I am completely new to ruby. I have to parse a YAML file to construct an object
YAML File
projects:
- name: Project1
developers:
- name: Dev1
certifications:
- name: cert1
- name: Dev2
certifications:
- name: cert2
- name: Project2
developers:
- name: Dev1
certifications:
- name: cert3
- name: Dev2
certifications:
- name: cert4
I want to create an object from this YAML for which I wrote the following code in Ruby
require 'yaml'
object = YAML.load(File.read('./file.yaml'))
I can successfully access the attributes of this object with [] For e.g.

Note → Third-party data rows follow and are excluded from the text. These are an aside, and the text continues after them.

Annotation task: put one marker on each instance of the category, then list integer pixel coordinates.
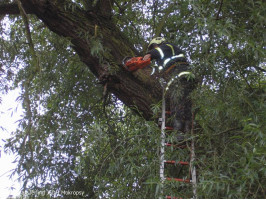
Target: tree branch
(11, 9)
(220, 8)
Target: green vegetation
(72, 137)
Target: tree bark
(137, 90)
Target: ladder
(192, 170)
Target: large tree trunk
(138, 90)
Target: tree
(73, 137)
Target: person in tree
(175, 71)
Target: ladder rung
(169, 197)
(177, 146)
(179, 180)
(169, 128)
(175, 162)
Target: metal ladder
(192, 170)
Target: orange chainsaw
(135, 63)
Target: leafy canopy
(72, 137)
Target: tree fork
(134, 90)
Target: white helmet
(158, 41)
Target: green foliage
(71, 138)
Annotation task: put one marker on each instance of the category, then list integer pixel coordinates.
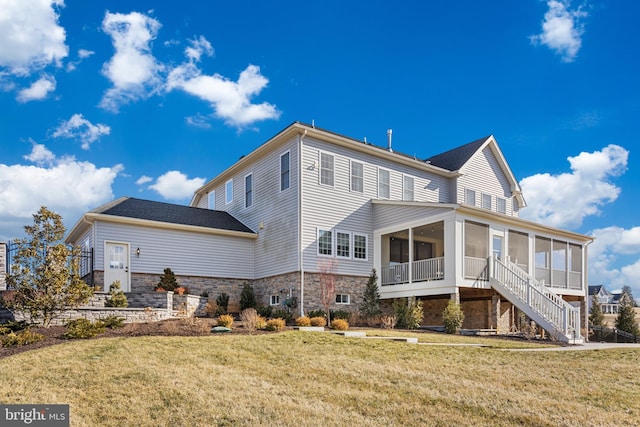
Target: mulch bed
(190, 327)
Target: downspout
(300, 224)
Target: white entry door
(116, 265)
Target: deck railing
(421, 271)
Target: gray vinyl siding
(483, 174)
(185, 252)
(386, 216)
(276, 250)
(338, 208)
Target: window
(357, 177)
(501, 205)
(326, 169)
(325, 242)
(486, 201)
(407, 188)
(343, 244)
(343, 299)
(228, 192)
(248, 191)
(359, 246)
(470, 197)
(383, 184)
(284, 171)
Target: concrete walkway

puts object[projects].first[developers].last[certifications].first[name]
# prints ABC
However, I want to access the attributes via method calls
For e.g.
puts object.projects.first.developers.last.certifications.first.name
# should print ABC
Is there any way to construct such an object whose attributes can be accessed in the (dots) way mentioned above? I have read about OpenStruct and hashugar. I also want to avoid usage of third party gems
If you are just experimenting, there is a quick and dirty way to do this:
class Hash
def method_missing(name, *args)
send(:[], name.to_s, *args)
end
end
I wouldn't use that in production code though, since both method_missing
and monkey-patching are usually recipes for trouble down the road.
A better solution is to recursively traverse the data-structure and replace hashes with openstructs.
require 'ostruct'
def to_ostruct(object)
case object
when Hash
OpenStruct.new(Hash[object.map {|k, v| [k, to_ostruct(v)] }])
when Array
object.map {|x| to_ostruct(x) }
else
object
end
end
puts to_ostruct(object).projects.first.developers.last.certifications.first.name
Note that there are potentially performance issues with either approach if you are doing them a lot - if your application is time-sensitive make sure you benchmark them! This probably isn't relevant to you though.